Eeyou Istchee: An Invitation to Live the Land features 360º footage of traditional Goose Break activities projected in a dome, provided by Waswanipi’s Ian Saganash, with explanations narrated by Maïtée Labrecque-Saganash available on adjacent electronic tablets.
“It really makes you feel like you’re there at the camp,” Saganash told the Nation. “We tried to share everything as much as possible – cooking, cleaning out the teepees, getting wood, hunting and we even managed to film my cousin’s walking out ceremony. Some people think we still live in teepees so it’s nice to share our culture in the museum.”
When pandemic protocols prevented a camera team from coming North, they mailed a special camera to Saganash and provided instructions over Zoom.

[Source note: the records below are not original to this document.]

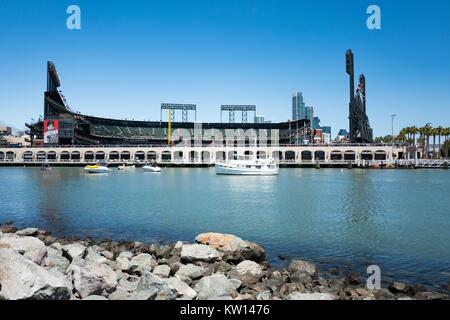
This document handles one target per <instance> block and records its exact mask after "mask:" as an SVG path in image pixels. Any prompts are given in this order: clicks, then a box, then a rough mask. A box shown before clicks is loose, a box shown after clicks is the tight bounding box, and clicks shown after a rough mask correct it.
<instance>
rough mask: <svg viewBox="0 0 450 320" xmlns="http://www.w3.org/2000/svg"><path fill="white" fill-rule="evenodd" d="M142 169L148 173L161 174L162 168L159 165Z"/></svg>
mask: <svg viewBox="0 0 450 320" xmlns="http://www.w3.org/2000/svg"><path fill="white" fill-rule="evenodd" d="M142 169H144V171H146V172H161V168H160V167H158V165H157V164H146V165H145V166H143V167H142Z"/></svg>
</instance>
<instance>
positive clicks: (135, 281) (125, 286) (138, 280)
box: [117, 276, 139, 292]
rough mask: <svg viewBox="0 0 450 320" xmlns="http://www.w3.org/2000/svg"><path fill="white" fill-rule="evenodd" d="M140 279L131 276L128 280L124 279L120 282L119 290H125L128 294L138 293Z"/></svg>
mask: <svg viewBox="0 0 450 320" xmlns="http://www.w3.org/2000/svg"><path fill="white" fill-rule="evenodd" d="M138 282H139V278H138V277H137V276H131V277H129V278H128V279H125V278H122V279H120V280H119V284H118V285H117V290H123V291H127V292H133V291H136V289H137V285H138Z"/></svg>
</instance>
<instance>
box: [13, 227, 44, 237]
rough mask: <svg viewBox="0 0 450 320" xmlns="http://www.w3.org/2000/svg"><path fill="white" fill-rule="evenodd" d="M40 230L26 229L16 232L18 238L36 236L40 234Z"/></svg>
mask: <svg viewBox="0 0 450 320" xmlns="http://www.w3.org/2000/svg"><path fill="white" fill-rule="evenodd" d="M38 231H39V229H37V228H26V229H21V230H18V231H16V235H18V236H35V235H36V234H37V233H38Z"/></svg>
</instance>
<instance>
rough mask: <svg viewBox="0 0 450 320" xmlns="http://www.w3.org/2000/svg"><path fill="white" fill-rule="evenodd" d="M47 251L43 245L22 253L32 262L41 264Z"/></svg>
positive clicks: (46, 253)
mask: <svg viewBox="0 0 450 320" xmlns="http://www.w3.org/2000/svg"><path fill="white" fill-rule="evenodd" d="M47 255H48V251H47V249H46V248H45V247H40V248H35V249H33V250H30V251H28V252H26V253H25V254H24V257H26V258H28V259H30V260H31V261H33V262H34V263H36V264H38V265H40V266H42V265H45V262H46V260H47Z"/></svg>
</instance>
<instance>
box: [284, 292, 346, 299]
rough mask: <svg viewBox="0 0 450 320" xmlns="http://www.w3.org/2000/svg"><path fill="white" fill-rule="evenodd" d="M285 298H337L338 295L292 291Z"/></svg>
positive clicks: (304, 298) (291, 298)
mask: <svg viewBox="0 0 450 320" xmlns="http://www.w3.org/2000/svg"><path fill="white" fill-rule="evenodd" d="M286 299H287V300H337V299H338V297H337V296H335V295H334V294H331V293H318V292H314V293H300V292H293V293H291V294H289V295H288V296H287V297H286Z"/></svg>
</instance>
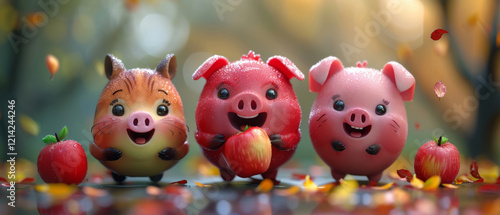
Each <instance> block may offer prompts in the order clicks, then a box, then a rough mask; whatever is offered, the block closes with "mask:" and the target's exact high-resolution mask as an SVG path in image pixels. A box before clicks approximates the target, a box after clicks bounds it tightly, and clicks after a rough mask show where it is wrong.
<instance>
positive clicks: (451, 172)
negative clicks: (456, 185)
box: [414, 137, 460, 184]
mask: <svg viewBox="0 0 500 215" xmlns="http://www.w3.org/2000/svg"><path fill="white" fill-rule="evenodd" d="M414 168H415V174H416V175H417V178H419V179H421V180H423V181H425V180H427V179H428V178H430V177H431V176H433V175H439V176H441V183H447V184H449V183H452V182H453V181H454V180H455V177H457V174H458V171H459V170H460V154H459V152H458V149H457V147H455V145H453V144H452V143H450V142H448V139H447V138H446V137H439V139H436V138H434V140H431V141H429V142H427V143H425V144H424V145H422V146H421V147H420V148H419V149H418V151H417V155H416V156H415V163H414Z"/></svg>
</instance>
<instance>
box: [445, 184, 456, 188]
mask: <svg viewBox="0 0 500 215" xmlns="http://www.w3.org/2000/svg"><path fill="white" fill-rule="evenodd" d="M442 185H443V187H446V188H451V189H458V186H457V185H453V184H442Z"/></svg>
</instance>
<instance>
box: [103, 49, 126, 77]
mask: <svg viewBox="0 0 500 215" xmlns="http://www.w3.org/2000/svg"><path fill="white" fill-rule="evenodd" d="M104 71H105V74H106V77H107V78H108V80H111V79H112V78H114V77H116V76H117V75H118V74H120V73H121V72H123V71H125V66H124V65H123V63H122V61H121V60H120V59H118V58H116V57H115V56H114V55H112V54H107V55H106V58H104Z"/></svg>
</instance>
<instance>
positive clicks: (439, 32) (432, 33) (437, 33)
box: [431, 29, 448, 40]
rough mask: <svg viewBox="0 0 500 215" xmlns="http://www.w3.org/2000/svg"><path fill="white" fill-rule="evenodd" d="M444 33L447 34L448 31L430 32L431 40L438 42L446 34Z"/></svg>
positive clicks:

Although it wasn’t always easy carrying the extra gear and capturing the geese on camera while hunting, Saganash said it was a fun experience and a valuable opportunity to share Cree realities with the outside world.
From camouflaged hunting on the open water to decoy making and traditional food preparations, the 18-minute documentary is an intimate tribute to the Cree way of life. Saganash is excited that Goose Break is almost here to share this cultural treasure with his three children.
“Goose Break is not just a vacation – it’s a time to rejuvenate and heal, spend time with family and enjoy good food,” said Saganash.